Portuguese back roads. Mountain passes and corkscrewing curves. A rainy racetrack alongside Walter Röhrl. Full throttle in the new Cayman: I’m in love.
Why write long features if a simple staccato list tells the story? It might interest Google’s crawlers and bots, but too much fact-laden text is sometimes unnecessary. Perhaps a couple of times a year, I sit in a new car and think, “That’s it, it’s man-machine love at first sight.” This is one of them. After two days of mountain roads and the roller-coaster track of the Autódromo Internacional do Algarve at Portimão, my endorphin levels have reached an all-time high. This is, so far, the most exciting sports car of the year.
I now have a baseline for light, compact GTs without too many frills or fuss. As a mid-engined Porsche, and with its powerplant mounted lower than the 911’s, the Cayman has a clear engineering advantage over the famous 50-year-old car. Where the first-generation Cayman always looked like a ‘Boxster with a roof’, the new car has much better-balanced styling. It’s more masculine, has cleaner, sharper edges, a longer wheelbase and a wider track. With its flatter roof and shorter overhangs, the 2013 Cayman appears far more aggressive and purposeful than before.
But looks are only important in the showroom and outside a restaurant. On the streaming wet track, following in the tyre tracks of race and rally legend Walter Röhrl, looks - aerodynamic demands aside - don’t matter a lot. To appreciate the on-paper advantages of the lighter and more rigid body, the new Cayman S’s optimal weight distribution and its 325bhp flat-six, you really need to get behind the wheel. It is absolutely stable over hills and through corners.
Engaging Sport-Plus heightens the experience, but even in relaxed all-automatic mode the PDK transmission will propel the car from zero to 62mph in 4.7 seconds.

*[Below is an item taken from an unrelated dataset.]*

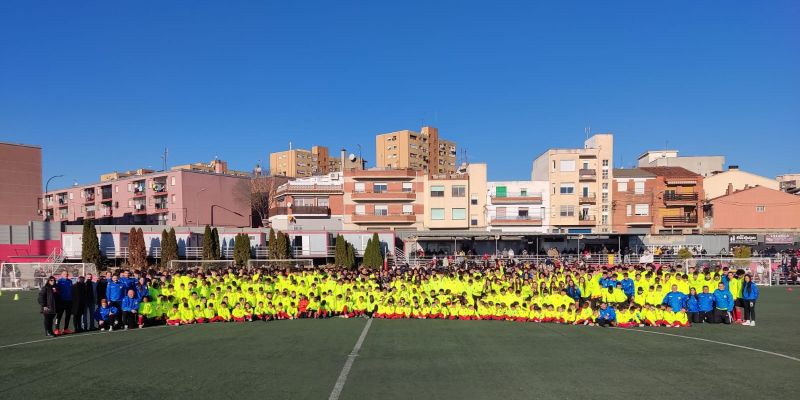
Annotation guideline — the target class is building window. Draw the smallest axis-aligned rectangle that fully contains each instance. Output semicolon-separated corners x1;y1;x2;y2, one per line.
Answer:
558;160;575;172
633;181;644;194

But for those who really want to experience the new Cayman, we suggest selecting ‘manual’: the way the 'box matches engine rpm to road speed, double de-clutching and revving when changing down, is a delight.
How can it be that such a fast sports car can ride bumps, potholes and broken asphalt so well? And it’s not as if it's such a terribly small car now – but even on narrow country roads it feels compact and easy to place. The Wizards of Weissach have produced the perfect sports car: lightweight, compact, efficient – and dangerously close to the Porsche 911.